Pourquoi une anthologie de poètes femmes pourrait-on lui reprocher ? La réponse est claire : Si cette anthologie perd un jour sa raison d’être, tant mieux, c’est que les femmes qui écrivent da la poésie en Haïti jouiront de la même reconnaissance que les hommes, qu’elles pourront mener à bien des carrières artistiques sans mettre en péril les responsabilités familiales qui leur incombent, qu’il n’y aura plus, en Haïti comme ailleurs, de grands écrivains et des… femmes qui écrivent. À la place de Haïti, écrivez n’importe quel nom de pays (d’hémisphère nord surtout, paraît-il, selon Bruno Doucey) et vous aurez compris combien la place est à conquérir pour les femmes en ce domaine, comme en d’autres.
L’anthologie part de deux femmes fondatrices de l’écriture (et pas seulement féminine) en Haïti (Virginie Sampeur, 1839-1919, - Je vous aimerais tant, si vous n’étiez qu’une âme. Ah ! que n’êtes-vous mort ! - et Ida Faubert, 1882-1969, qui fréquenta assidument les milieux littéraires et artistiques parisiens des années 20 et 30), pour parvenir à deux jeunes femmes nées après 1980, l’une (Nedjmhartine Vincent) née et vivant en Haïti (L’obésité de mon amour pour toi / me bloque la respiration. Asphyxie. / Criw, craw, criw, craw !), l’autre (Murielle Jassinthe) née et vivant au Québec (La langue de ma mère / se tord en ma bouche2). Si leurs poèmes sont à ce jour inédits, Bruno Doucey voit en elles les voix émergentes de la poésie féminine haïtienne.
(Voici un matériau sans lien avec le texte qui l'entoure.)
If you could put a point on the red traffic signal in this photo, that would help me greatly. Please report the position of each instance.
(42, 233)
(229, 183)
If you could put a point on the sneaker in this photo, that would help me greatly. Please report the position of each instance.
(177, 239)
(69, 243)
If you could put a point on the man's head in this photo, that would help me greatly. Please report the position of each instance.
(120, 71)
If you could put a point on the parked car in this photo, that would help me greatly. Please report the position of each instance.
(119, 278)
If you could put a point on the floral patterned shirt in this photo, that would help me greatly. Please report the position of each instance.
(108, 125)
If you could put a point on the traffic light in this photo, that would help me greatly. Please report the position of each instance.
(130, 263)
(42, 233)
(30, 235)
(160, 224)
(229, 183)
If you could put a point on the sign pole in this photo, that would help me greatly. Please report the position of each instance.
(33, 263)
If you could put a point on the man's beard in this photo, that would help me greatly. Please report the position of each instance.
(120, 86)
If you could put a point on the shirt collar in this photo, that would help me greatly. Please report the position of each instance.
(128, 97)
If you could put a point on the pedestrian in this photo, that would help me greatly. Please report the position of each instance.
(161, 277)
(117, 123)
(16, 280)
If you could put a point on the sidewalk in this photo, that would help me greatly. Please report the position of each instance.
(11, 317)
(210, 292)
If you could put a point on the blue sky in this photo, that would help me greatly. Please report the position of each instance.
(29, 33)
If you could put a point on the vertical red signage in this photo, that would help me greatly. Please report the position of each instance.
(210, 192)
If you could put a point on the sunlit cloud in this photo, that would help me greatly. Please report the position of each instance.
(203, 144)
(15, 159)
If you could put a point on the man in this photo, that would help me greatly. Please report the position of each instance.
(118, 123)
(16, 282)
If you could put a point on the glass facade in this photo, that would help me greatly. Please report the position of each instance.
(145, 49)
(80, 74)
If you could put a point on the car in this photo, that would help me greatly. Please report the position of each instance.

Entre ces deux extrêmes, 31 autres femmes, aux destins variées, aux engagements divers, aux écritures multiples, des plus relativement célèbres que sont Jacqueline Beaugé-Rosier (Je ne suis pas un poète du dictionnaire), Évelyne Trouillot (Il me vient parfois la pudeur / de la mer / devant le sable) ou la romancière Kettly Mars (Tu n’arrêtes pas de t’en aller / le crépuscule endormi dans le sillon de ta nuque), et des plus prometteuses (dont Emmelie Prophète que nous avions publiée dans le dossier « Poètes haïtiens de langue française », in Ici & Là n°123), aux plus méconnues - et nous pourrions ici citer les 27 autres !
Il est notable que ce qui lie toutes ces femmes et toutes ces écritures, est la même passion pour leur pays, même dans le doute provocateur exprimé par Évelyne Trouillot (Qui ose encore aimer ce pays / et le dire ?)
Cette anthologie (dé)montre ainsi, s’il en était besoin, la diversité et la richesse d’un pan entier de la poésie de langue française. Et si les récents prix littéraires (mais qui en garde la mémoire ?) et le séisme du 12 janvier 2010 (mais qui s’en souciera dans deux ans ?) ont projeté un temps sur le devant de la scène bon nombre d’écrivains et artistes haïtiens, la moindre des qualité de ce genre d’ouvrage, accessible au plus grand nombre par son prix, sera de laisser une trace pérenne de ces femmes qui ont choisi, un temps ou pour la vie, l’écriture pour dire le monde, leur mal-être ou leurs espoirs.
Notons enfin que les éditions Sous la lime4 diffuse un CD présentant 33 poèmes extraits de l’anthologie, dits par les comédiennes Céline Liger et Paula Clermont Péan. Ce CD, vendu en France, est, en Haïti, offert avec l’anthologie. Ce qu’on peut appeler un beau geste.
Jacques Fournier
Directeur de la Maison de la Poésie de Saint-Quentin-en-Yvelines, directeur de la rédaction de la revue Ici & Là.
Terre de femmes, 150 ans de poésie féminine en Haïti, par Bruno Doucey, éditions Bruno Doucey, 2010, 296 pages, 19,50 €, en librairie
1. Retrouvez tout le catalogue et d’autres informations sur le site des éditions www.editions-brunodoucey.com
2. Symboliquement, ces vers closent l’anthologie, tant la langue créole pèse de son poids d’histoire et de raison dans l’écriture et la réflexion des poètes haïtiens et haïtiennes, même (et peut-être surtout) de ceux et de celles qui vivent loin de l’île-mère.